Brockton Mayor Robert Sullivan said at a Wednesday morning press conference, as he stood outside a damaged Dunkin’ on Montello Street where protesters had shattered windows and ignited a fire the night before, that the chaos was counterproductive to the cause.
He said the 5 p.m. rally was a true reflection of the Brockton community, where many took a knee in solidarity against police brutality alongside others protesting the death of George Floyd, a Black man killed by a Minneapolis police officer who knelt on his neck for nearly 9 minutes last week.
But violence and vandalism shadowed that message later in the evening, Sullivan said, when a seemingly separate, and larger, group gathered near the Brockton Police Department on Commercial Street.
“I concur that we need change, that was a blatant murder of Mr.

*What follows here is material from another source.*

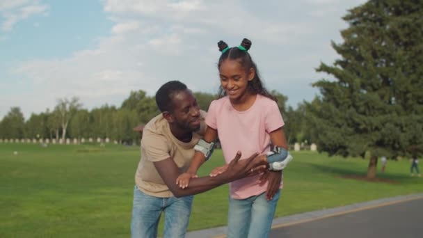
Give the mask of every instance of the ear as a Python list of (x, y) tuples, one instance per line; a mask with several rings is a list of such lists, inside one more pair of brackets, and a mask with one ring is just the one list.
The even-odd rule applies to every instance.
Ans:
[(255, 70), (254, 70), (253, 68), (250, 68), (248, 76), (248, 81), (251, 81), (254, 79), (254, 77), (255, 77)]
[(173, 123), (175, 121), (175, 118), (173, 118), (173, 115), (168, 111), (163, 111), (161, 113), (163, 117), (168, 121), (169, 123)]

George Floyd in Minnesota, and change is coming, change is needed,” he said. “But change can’t happen through violence.”
One state trooper was injured by a projectile, and several Brockton police officers were injured when rocks, bottles, and fireworks were hurled at law enforcement, Sullivan said.
He said the Brockton police chief also reported that a handful of arrests were made for assault.
Damage was spread throughout the core of the city, Sullivan said, with glass broken at the Brockton District Court, and a local pawn shop, Ideal Jewelry and Loan.
“The good news is that there was not grave bodily injuries to anybody, thank God,” he said. “We can fix the glass … but the damage is really impacted in the heart.”
Sullivan stopped taking questions from reporters Wednesday morning to listen to two men recount their experience of the peaceful protests that gave way to some confrontations with police.
One of the men said he was involved in the peaceful protest earlier on and had warned others that the group heading to the police station was not organized or part of any pre-planned route.
“Lets not paint the narrative that it’s Black people,” the resident said, adding that he had witnessed a white man throw a can of corn at officers.
He said the crowd turned hostile after clouds of tear gas filled the area.
“The officers did their job — I don’t appreciate the tear gas being thrown, but at the same time I understand what they had to do,” he said. “What occurred at the police station was just a select few people who were there to have fun.”
The other bystander chimed in, saying police seemed to become excessive at some points, recounting a moment when he saw a woman trying to escape a crowd before an officer pepper sprayed her.
“I feel like in certain aspects the police were looking for reasons to become excessive,” he said. “It doesn’t make sense for a water bottle to be thrown at people with riot gear and then their response is to throw tear gas at people in t-shirts and hoodies.”
That helped build the tension, he said.
But Sullivan said the National Guardsmen had left by the morning and he pledged his own help in restoring the damage done to local businesses.
“Today’s a new day, we all woke up, we’ll be able to rebuild, but really it’s a rebuilding of the people and listening to these statements,” Sullivan said. “We can’t just listen and walk away to a deaf ear.”